Patrick Dupond est né en le 14 mars 1959 à Paris. Son père a quitté très tôt le foyer et sa mère essaye de canaliser l'énergie de ce fils facétieux et turbulent en l'inscrivant au football et au judo. Sans succès. C'est dans la danse classique qu'il trouve sa voie. Max Bozzoni, ancien danseur à l'Opéra de Paris et professeur de ballet, le prend sous son aile. Il sera son «professeur à vie», jusqu'à sa disparition en 2003.
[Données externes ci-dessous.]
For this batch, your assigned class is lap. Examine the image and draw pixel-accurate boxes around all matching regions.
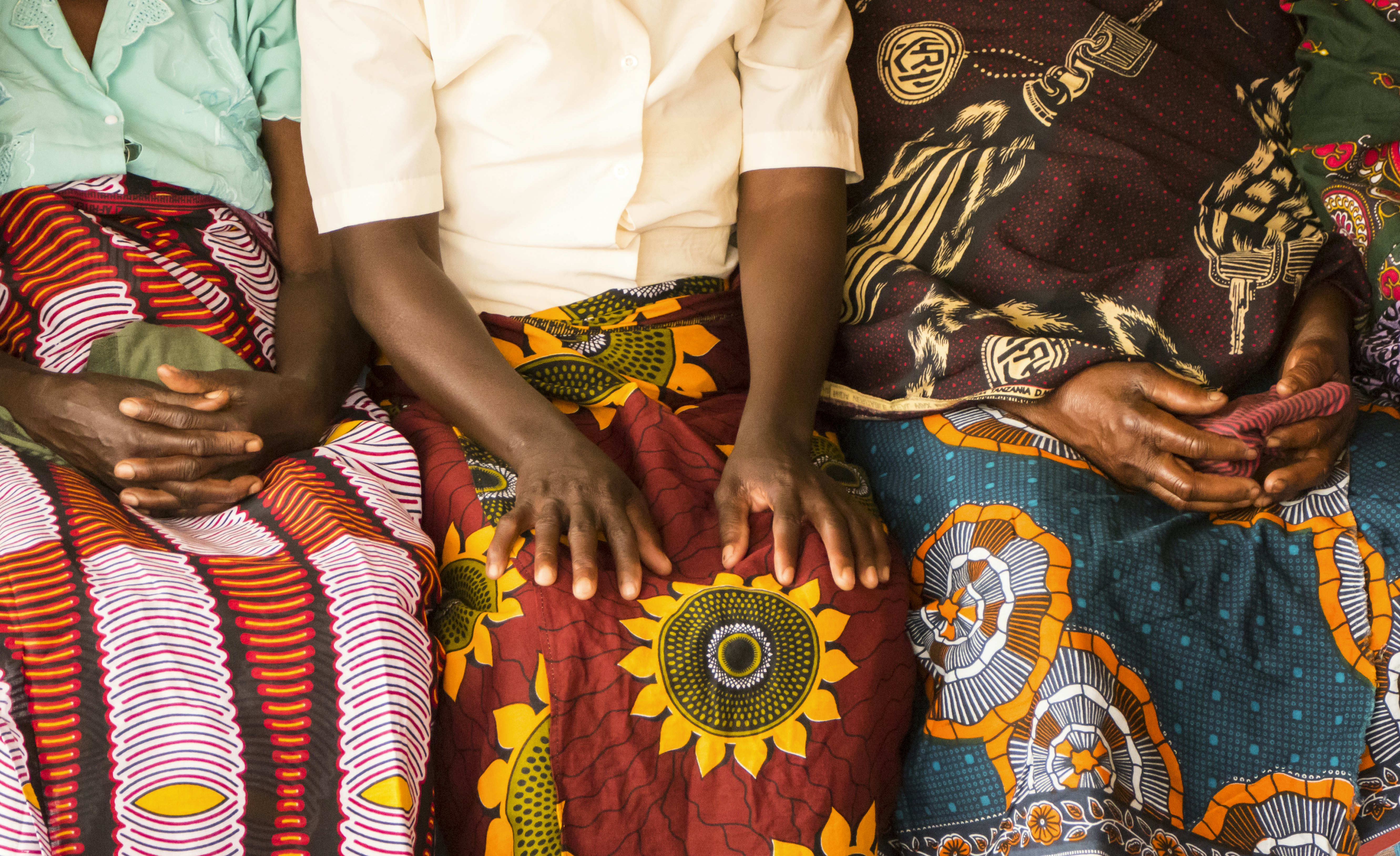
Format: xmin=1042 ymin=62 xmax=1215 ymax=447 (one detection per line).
xmin=841 ymin=407 xmax=1400 ymax=853
xmin=378 ymin=281 xmax=913 ymax=855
En 1970, Patrick Dupond entre à l'école de danse de l'Opéra de Paris. Le jeune garçon, qui éreinte ses professeurs par son indiscipline, va grimper tous les échelons de la vénérable institution. À 16 ans, il entre au ballet comme quadrille stagiaire. Un an plus tard, il affirme son caractère en s'inscrivant seul au concours international de Varna (Bulgarie). Il y rafle la médaille d'or.
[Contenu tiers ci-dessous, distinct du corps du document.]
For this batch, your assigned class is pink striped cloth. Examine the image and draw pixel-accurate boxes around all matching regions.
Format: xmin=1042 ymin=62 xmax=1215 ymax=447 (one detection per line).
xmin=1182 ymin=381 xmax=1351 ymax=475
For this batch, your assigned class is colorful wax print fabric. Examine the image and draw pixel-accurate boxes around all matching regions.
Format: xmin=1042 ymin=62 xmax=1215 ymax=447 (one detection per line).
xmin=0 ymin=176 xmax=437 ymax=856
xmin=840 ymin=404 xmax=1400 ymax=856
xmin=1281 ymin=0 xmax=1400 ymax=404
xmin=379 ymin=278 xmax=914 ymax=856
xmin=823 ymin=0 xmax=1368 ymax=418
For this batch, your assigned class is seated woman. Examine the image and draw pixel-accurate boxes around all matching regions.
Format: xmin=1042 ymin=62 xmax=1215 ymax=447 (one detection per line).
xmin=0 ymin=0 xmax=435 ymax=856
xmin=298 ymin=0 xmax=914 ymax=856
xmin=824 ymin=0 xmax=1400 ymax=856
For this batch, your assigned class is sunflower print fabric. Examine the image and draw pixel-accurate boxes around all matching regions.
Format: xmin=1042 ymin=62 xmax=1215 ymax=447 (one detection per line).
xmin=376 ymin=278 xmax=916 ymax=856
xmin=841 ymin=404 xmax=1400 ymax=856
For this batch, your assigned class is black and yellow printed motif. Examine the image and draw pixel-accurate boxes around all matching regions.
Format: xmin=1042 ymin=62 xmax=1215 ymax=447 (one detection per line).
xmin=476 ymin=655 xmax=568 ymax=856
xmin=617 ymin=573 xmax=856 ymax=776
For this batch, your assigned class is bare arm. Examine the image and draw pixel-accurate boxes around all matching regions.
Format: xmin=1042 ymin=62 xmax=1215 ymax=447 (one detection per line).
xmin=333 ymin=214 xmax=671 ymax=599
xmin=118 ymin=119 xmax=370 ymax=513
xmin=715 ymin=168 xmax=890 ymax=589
En 1980, c'est la consécration: il est nommé étoile à l'Opéra de Paris. Dix ans plus tard, à 31 ans seulement, il se distingue comme le plus jeune directeur du ballet de l'Opéra de Paris. Il succède à un certain Rudolf Noureev à la direction du ballet. Avant d'être arraché à son «berceau du Palais Garnier». Il quitte «la maison» dans des circonstances pénibles après son licenciement en 1997, pour lequel il a été dédommagé en cassation.

En janvier 2000, un accident de voiture le laisse avec 134 fractures, trois vertèbres artificielles, une main arrachée. les médecins lui annoncent qu'il ne dansera plus. Après neuf mois de convalescence, il remonte sur scène pour une comédie musicale, L'Air de Paris, avant de nouveaux jours de tempête deux ans plus tard entre burn-out et alcool.

À l'approche de la soixantaine, il avait retrouvé foi en la danse et confessait se voir ni en état d'échec ni de réussite, mais «sur le chemin». Sur ce chemin, il croisa la route d'Alain Delon au cinéma (Dancing Machine). Il dansera également avec les chevaux du Cadre noir

Il devait en partie sa résurrection à Leila da Rocha, ancienne championne internationale de basket, passée chez Martha Graham puis reconvertie dans la danse sacrée orientale. « Elle m'a recadré. Je suis embarqué dans sa dynamique, elle me dirige presque malgré moi», confiait-il à son propos. C'est elle qui se démena pour qu'il devienne juré de l'émission de télévision «Prodiges», puis de «Danse avec les stars». Car dans le ciel des danseurs, où les étoiles filent, le nom de Patrick Dupond portait encore toute sa lumière.